Current Report No.: 12/2015
Current Report No.: 12/2015
Date of preparation: 30.04.2015
Short name of issuer: ENEA S.A.
Subject: Information on the value of intergroup transactions between ENEA S.A. and ENEA Trading Sp. z o.o.
Legal basis: Article 56 item 1(2) of the Act on Offerings - current and periodic information
Content of report:
The Management Board of ENEA S.A. (Issuer) informs that in relation to the settlement on 30 April 2015 of another transaction between the Issuer and ENEA Trading Sp. z o.o. (Seller) the total value of intergroup transactions in the period from 10 December 2014, i.e. the day on which the Issuer published the current report No. 34/2014, amounted to PLN 1,165.6 mln.
The aforementioned amount comprises mainly transactions within trade in energy and in the remaining part e.g. transactions in proprietary interests.

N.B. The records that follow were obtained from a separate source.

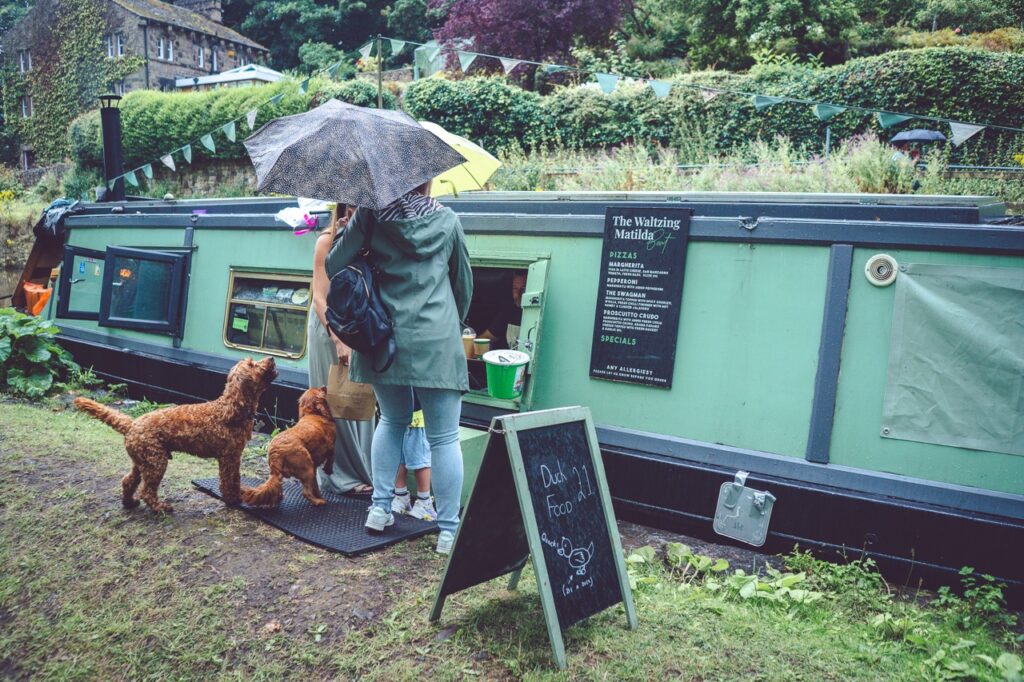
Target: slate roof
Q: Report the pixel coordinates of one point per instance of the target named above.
(184, 18)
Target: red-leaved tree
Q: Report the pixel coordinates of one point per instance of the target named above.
(527, 29)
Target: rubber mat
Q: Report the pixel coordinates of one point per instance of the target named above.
(336, 525)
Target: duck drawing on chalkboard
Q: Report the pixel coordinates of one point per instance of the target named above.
(578, 557)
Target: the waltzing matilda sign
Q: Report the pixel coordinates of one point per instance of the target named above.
(541, 493)
(639, 295)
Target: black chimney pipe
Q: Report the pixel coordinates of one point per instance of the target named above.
(110, 119)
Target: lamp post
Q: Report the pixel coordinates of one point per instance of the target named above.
(110, 119)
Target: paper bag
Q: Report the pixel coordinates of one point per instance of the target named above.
(347, 398)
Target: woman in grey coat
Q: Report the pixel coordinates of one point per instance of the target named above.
(426, 284)
(351, 443)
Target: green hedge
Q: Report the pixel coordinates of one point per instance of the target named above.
(965, 84)
(154, 123)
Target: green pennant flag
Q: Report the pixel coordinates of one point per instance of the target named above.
(825, 112)
(466, 59)
(764, 101)
(887, 120)
(607, 82)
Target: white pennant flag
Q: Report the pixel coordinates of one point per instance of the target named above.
(508, 64)
(963, 132)
(709, 93)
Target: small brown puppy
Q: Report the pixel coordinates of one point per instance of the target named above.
(218, 430)
(297, 453)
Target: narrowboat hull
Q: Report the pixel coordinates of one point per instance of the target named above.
(780, 368)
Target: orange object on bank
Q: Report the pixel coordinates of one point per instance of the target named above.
(36, 297)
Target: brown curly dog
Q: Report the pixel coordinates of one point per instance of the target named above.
(297, 453)
(218, 429)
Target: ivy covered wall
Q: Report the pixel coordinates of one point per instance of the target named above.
(70, 71)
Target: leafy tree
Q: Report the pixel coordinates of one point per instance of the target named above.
(971, 14)
(527, 29)
(800, 27)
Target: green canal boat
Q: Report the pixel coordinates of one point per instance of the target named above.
(860, 356)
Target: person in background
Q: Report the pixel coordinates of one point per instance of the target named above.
(351, 471)
(415, 458)
(426, 284)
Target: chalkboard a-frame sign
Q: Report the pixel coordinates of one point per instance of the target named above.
(541, 493)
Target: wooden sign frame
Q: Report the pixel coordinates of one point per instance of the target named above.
(504, 459)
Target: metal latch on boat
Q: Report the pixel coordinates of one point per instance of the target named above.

The transaction with the highest value was the sales transaction for ENEA S.A. of electricity amounting to PLN 50.6 mln which was settled on 2 February 2015 (the Transaction). The price of electricity being the subject of the Transaction was calculated in accordance with the purchase prices of the energy by the Seller on the wholesale electricity market. Within electricity trading transactions the parties have no option to claim contractual penalties. On failure to perform or improper performance of the Transaction its parties have the right to claim damages under general terms. The volumes of electricity sold in a given settlement period are determined based on detailed designs and their updates and are based on the volume of electricity reported and accepted for realisation by the operator of the transmission system in a given settlement period.

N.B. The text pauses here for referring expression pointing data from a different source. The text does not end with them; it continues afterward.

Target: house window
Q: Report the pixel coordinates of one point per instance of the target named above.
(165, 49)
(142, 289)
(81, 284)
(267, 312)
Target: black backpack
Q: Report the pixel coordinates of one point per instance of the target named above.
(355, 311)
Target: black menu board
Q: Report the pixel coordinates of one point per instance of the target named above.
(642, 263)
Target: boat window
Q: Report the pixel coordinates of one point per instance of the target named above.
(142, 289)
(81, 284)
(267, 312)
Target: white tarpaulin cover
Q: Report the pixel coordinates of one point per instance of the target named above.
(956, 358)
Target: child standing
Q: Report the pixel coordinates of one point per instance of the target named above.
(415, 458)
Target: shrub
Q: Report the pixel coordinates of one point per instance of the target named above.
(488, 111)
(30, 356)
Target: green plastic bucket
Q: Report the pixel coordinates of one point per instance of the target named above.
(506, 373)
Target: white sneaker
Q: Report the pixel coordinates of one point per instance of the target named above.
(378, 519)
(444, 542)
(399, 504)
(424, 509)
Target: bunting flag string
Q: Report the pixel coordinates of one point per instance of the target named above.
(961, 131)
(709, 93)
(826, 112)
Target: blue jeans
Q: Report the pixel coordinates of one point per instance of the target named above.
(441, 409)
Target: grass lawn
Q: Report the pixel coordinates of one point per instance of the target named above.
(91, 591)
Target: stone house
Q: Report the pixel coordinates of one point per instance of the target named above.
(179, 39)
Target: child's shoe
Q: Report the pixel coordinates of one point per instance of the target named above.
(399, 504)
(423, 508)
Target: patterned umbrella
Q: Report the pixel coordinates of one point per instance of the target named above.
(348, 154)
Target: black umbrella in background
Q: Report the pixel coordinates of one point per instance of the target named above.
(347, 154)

The rules in force for performing and settlement of transactions will be biding upon the parties until 31 October 2019 and will be automatically prolonged for an indefinite period of time, unless any party within three months the latest before the expiry of the aforementioned term files a written statement to the other party concerning the termination of the said rules.
The aforementioned value of the intergroup transactions exceeds the threshold of 10% of the Issuer's equity which is the criterion for recognising agreements as significant.
At the same time, the Issuer informs that the above transactions were concluded within regular operations of ENEA Capital Group companies and due to exclusions from the consolidation they have no impact on the consolidated results of ENEA Capital Group.